Die große Koalition gebärde sich im Moment, als wäre die Reform bereits so gut wie beschlossen. Das beweise, dass die Große Koalition, ebenso wie bei der Wahlrechtsreform und der lächerlichen Verfassungsänderung bezüglich des Vertretungsrechts durch Staatssekretäre, auf Vorschläge der Opposition nicht eingehe und ihre Zweidrittelmehrheit einfach dazu missbrauchen würde, ihre Macht auszubauen.

 

LTP Halder fordert paketweise Umsetzung
"Erster Entwurf zur Staats- und Verwaltungsreform grundsätzlich positiv"
Bregenz/Wien (vlk) - Die Landtagspräsidentenkonferenz hat am 12.09. in Wien eine Stellungnahme zum Expertenentwurf zur Staats- und Verwaltungsreform formuliert. Die Landtagspräsidenten stehen dem umfangreichen Entwurf, der unter anderem die Einführung einer Verwaltungsgerichtsbarkeit in den Ländern sowie eine Verfassungsbereinigung vorsehen würde, grundsätzlich positiv gegenüber. Landtagspräsident Gebhard Halder: "Ich bin vorsichtig optimistisch.
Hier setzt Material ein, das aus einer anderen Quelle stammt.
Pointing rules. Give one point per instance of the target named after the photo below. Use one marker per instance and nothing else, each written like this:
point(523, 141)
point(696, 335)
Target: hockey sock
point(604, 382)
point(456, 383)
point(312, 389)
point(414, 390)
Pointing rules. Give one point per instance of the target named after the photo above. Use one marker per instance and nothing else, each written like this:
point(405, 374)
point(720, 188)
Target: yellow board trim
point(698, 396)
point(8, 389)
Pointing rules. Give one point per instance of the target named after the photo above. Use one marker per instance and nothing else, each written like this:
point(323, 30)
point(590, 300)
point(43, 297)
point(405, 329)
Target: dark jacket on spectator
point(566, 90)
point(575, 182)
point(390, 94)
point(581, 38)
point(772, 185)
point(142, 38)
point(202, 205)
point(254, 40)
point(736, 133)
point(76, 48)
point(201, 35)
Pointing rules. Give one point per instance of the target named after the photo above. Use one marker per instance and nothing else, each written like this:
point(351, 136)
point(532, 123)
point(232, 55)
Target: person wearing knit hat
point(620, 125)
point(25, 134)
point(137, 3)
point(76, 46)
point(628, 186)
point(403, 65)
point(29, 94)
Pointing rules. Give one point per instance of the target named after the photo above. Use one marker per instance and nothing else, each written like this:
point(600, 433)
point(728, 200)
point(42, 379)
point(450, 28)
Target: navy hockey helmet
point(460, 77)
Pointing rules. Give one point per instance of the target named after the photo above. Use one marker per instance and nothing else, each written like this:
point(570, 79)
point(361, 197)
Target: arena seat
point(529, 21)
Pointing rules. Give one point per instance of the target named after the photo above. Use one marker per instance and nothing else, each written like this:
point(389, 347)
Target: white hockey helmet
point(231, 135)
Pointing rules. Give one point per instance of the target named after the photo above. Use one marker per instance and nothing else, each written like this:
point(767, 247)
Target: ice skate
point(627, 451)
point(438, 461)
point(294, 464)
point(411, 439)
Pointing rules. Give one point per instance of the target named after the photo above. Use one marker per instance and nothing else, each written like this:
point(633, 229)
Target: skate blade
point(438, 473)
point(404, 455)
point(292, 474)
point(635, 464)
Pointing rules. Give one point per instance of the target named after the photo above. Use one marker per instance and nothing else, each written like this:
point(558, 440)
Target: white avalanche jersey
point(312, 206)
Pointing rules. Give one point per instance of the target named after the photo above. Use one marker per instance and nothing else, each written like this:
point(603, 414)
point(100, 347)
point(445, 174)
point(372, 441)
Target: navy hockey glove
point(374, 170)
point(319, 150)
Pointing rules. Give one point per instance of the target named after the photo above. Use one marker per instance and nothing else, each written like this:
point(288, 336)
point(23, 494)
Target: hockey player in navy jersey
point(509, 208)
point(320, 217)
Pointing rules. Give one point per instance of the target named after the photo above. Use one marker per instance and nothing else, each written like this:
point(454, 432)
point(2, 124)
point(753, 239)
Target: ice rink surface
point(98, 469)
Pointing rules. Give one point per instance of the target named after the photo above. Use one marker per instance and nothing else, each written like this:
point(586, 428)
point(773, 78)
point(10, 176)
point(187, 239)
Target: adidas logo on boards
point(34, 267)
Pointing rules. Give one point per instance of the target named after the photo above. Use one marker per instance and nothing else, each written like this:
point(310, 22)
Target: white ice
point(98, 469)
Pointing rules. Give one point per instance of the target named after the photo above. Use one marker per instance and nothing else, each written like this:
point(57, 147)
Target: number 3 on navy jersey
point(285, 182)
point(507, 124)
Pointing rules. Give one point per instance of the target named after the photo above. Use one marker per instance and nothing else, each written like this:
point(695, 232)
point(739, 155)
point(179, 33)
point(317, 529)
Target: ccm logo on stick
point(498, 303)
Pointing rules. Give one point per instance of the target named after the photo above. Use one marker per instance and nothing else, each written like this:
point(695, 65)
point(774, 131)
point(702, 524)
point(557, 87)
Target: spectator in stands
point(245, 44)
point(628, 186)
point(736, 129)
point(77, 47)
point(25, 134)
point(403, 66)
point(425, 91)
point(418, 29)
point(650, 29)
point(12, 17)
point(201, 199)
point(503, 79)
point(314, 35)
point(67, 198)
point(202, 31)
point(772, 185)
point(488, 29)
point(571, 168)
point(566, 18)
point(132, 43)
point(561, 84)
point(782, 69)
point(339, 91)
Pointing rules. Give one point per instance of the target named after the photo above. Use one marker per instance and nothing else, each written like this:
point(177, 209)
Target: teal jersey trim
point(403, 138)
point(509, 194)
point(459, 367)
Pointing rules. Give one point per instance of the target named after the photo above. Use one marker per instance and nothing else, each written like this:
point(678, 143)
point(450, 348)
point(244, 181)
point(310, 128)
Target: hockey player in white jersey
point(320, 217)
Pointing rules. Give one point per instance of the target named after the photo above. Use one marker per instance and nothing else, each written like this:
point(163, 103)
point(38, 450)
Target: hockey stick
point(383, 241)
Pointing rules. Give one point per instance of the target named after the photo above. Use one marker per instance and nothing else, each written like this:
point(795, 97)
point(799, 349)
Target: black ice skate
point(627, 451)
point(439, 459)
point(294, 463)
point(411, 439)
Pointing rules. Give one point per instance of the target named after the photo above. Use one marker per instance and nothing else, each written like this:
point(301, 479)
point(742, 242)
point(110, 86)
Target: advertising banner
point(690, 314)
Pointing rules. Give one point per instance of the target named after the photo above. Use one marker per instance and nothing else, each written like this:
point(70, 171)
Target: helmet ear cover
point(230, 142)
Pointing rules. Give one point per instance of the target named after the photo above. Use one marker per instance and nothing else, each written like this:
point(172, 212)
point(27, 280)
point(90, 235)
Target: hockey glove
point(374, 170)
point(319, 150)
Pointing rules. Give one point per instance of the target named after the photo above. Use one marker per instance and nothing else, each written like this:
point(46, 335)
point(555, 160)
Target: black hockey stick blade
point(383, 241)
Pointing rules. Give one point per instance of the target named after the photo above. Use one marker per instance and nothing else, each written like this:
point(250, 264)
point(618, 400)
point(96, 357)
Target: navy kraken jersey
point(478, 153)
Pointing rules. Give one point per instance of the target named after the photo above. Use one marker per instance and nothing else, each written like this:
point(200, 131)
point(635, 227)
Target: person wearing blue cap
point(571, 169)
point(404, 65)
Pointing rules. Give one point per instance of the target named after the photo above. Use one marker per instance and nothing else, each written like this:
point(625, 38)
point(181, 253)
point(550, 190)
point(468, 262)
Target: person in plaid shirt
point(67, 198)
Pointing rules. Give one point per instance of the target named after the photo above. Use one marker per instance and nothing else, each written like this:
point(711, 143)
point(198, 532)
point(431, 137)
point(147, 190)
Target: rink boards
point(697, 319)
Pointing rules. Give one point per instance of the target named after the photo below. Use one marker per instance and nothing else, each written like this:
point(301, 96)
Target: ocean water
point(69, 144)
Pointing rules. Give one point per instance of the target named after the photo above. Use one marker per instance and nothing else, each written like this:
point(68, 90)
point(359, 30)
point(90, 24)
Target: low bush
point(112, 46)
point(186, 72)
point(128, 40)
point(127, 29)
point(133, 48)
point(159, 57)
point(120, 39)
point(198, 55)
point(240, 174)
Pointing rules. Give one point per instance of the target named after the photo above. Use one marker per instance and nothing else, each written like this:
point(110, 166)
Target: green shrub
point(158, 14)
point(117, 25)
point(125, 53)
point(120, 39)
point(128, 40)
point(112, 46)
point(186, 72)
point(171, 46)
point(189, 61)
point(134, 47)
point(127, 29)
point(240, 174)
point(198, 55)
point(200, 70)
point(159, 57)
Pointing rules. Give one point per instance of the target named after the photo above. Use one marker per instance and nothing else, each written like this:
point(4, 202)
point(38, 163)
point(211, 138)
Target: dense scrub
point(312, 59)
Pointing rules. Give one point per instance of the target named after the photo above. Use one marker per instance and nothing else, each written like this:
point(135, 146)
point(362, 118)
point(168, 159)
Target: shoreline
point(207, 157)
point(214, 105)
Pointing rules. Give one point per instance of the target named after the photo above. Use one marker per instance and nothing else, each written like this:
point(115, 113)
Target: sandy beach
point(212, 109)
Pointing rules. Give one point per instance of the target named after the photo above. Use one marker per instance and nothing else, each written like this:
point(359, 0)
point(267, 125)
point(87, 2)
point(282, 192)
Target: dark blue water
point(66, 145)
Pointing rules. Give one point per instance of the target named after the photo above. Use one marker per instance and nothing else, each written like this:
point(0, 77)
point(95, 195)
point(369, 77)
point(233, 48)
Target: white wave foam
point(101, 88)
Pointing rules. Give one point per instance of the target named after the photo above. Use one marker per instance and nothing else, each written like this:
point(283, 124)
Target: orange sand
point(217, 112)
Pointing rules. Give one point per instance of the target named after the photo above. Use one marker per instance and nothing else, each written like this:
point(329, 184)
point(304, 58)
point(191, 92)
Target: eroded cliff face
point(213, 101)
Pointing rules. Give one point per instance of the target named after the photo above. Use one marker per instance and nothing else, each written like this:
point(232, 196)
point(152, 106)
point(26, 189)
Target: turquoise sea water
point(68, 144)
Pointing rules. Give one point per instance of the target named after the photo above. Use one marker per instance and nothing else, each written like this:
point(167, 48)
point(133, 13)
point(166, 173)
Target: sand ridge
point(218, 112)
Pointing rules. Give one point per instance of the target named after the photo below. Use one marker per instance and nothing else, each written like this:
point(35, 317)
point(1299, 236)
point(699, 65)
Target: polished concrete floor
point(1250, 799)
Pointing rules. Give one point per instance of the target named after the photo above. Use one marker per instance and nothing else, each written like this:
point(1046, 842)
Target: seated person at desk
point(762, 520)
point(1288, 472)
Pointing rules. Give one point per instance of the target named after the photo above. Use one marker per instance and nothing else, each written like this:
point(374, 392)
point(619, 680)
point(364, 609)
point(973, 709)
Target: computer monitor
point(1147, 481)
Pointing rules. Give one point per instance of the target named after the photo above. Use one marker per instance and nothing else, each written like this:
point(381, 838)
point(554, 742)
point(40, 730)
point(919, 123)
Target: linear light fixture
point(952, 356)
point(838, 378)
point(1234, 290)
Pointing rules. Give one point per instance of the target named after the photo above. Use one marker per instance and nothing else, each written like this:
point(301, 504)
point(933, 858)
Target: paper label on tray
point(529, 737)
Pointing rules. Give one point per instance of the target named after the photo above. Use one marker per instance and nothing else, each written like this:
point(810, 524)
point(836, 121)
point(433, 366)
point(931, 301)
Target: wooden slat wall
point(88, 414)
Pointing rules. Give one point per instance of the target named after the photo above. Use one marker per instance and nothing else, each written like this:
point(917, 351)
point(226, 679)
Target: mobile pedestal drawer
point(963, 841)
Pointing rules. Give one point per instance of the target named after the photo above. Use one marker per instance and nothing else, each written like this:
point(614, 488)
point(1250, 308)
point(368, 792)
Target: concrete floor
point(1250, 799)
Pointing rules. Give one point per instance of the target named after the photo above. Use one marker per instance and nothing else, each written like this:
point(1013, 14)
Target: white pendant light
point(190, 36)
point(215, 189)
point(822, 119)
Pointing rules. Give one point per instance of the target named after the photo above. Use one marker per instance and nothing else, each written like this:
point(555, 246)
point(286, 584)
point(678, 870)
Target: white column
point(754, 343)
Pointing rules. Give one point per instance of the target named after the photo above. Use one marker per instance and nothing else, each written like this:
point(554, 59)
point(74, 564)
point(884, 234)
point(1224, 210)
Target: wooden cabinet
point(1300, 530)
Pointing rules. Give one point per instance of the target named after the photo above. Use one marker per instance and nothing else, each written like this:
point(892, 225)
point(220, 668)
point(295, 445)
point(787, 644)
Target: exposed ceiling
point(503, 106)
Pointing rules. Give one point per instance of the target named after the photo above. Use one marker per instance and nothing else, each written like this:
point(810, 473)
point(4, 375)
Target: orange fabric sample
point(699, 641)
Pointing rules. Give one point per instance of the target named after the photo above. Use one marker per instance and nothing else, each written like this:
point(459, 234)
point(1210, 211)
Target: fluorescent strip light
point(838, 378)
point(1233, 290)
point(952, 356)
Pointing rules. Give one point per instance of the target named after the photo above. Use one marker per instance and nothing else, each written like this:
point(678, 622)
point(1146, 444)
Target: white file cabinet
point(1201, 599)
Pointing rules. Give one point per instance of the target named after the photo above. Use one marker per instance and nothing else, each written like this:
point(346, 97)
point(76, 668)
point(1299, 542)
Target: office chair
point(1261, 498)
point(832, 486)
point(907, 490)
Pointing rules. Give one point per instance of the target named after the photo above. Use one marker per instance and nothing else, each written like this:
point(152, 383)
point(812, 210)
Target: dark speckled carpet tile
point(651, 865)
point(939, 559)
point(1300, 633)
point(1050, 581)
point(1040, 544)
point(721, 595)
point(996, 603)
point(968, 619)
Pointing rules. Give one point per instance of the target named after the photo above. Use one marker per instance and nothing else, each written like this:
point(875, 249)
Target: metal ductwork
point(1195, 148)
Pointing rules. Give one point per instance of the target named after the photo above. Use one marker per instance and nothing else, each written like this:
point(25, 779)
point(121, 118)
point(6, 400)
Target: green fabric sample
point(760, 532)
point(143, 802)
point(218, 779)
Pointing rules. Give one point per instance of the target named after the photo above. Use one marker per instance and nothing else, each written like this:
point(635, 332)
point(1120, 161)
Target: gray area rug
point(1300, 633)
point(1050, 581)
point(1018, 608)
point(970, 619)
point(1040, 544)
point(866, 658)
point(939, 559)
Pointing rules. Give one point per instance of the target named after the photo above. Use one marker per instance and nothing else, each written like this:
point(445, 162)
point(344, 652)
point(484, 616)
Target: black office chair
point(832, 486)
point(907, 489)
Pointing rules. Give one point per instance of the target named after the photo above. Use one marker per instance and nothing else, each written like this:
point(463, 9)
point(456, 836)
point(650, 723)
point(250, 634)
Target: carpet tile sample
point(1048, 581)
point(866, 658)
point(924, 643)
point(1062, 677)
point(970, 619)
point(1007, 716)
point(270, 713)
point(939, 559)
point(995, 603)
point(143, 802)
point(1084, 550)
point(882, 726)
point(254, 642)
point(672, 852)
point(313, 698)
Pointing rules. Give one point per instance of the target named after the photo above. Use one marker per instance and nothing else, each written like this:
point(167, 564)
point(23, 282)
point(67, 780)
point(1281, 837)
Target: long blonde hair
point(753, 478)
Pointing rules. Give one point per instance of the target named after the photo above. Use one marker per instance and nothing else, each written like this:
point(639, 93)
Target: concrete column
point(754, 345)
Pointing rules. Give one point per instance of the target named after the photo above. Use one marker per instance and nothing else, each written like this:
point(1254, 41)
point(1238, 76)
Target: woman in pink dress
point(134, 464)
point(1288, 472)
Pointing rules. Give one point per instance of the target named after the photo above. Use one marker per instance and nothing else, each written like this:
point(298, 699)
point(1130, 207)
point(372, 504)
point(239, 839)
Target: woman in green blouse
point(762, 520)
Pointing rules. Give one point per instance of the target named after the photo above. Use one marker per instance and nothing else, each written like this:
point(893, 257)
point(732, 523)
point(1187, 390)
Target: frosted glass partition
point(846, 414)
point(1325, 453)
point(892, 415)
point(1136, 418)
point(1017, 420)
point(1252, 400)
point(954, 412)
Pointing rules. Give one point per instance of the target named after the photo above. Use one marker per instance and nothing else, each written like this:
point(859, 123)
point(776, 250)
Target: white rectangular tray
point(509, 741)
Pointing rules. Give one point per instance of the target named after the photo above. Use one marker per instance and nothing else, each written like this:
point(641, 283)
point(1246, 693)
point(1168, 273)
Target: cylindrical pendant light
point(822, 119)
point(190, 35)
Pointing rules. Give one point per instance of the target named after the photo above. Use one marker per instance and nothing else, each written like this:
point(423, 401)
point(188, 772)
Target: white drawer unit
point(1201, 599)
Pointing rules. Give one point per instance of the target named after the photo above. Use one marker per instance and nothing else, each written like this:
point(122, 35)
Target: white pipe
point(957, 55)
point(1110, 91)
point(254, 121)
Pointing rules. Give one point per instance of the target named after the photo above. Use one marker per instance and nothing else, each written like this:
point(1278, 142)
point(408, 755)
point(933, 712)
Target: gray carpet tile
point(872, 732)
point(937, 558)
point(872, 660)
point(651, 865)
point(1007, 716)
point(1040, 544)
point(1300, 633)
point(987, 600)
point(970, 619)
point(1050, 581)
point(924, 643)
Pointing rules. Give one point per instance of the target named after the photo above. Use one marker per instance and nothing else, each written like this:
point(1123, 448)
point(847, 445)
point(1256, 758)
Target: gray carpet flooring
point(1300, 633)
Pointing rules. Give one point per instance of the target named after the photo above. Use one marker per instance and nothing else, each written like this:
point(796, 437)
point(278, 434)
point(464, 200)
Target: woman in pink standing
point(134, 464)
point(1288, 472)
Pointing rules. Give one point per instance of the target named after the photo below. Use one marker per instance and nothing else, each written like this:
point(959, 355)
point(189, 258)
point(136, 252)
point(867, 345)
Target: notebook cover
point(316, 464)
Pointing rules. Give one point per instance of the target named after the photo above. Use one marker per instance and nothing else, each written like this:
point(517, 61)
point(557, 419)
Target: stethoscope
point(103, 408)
Allerdings müssen die Kostenfolgen der neuen Landesverwaltungsgerichte noch mit den Ländern verhandelt werden."

Die Begutachtungsfrist für diesen ersten Schritt zur Staats- und Verwaltungsreform endet in den nächsten Tagen. Die Koordination der Stellungnahme der Landtagspräsidenten ist in enger Zusammenarbeit von Oberösterreich und Vorarlberg erfolgt.

Die Landtagspräsidenten sind auch zufrieden, dass die Länder autonom entscheiden können, ob sie die Landes-Rechnungshöfe mit der Kontrolle von Gemeinden unter 20.000 Einwohnern betrauen. Außerdem müssen sich in Zukunft der Rechnungshof und der jeweilige Landes-Rechnungshof bei der Kontrolle besser koordinieren. LTP Halder: "Diese Regelungen sind geeignet, die Effizienz der öffentlichen Kontrolle zu verbessern und damit Kosten zu senken."

Die Landtagspräsidenten erwarten sich bei der Fortsetzung der Verfassungsreform eine rechtzeitige und wirksame Einbindung der Landtage, vor allem in Fragen, in welchen die Gesetzgebungshoheit der Landtage und deren Kontrollrechte betroffen sind.

Halder abschließend: "Die Verfassungsreform sollte nicht überladen werden. Ich halte es für wichtig, Pakete, über die Konsens erzielt wurde, abzuschließen und raschest möglich umzusetzen. Die nächste Stufe, in der die Kompetenzverteilung und die Grundrechte beraten werden sollen, wird nämlich mit Sicherheit viel schwieriger werden."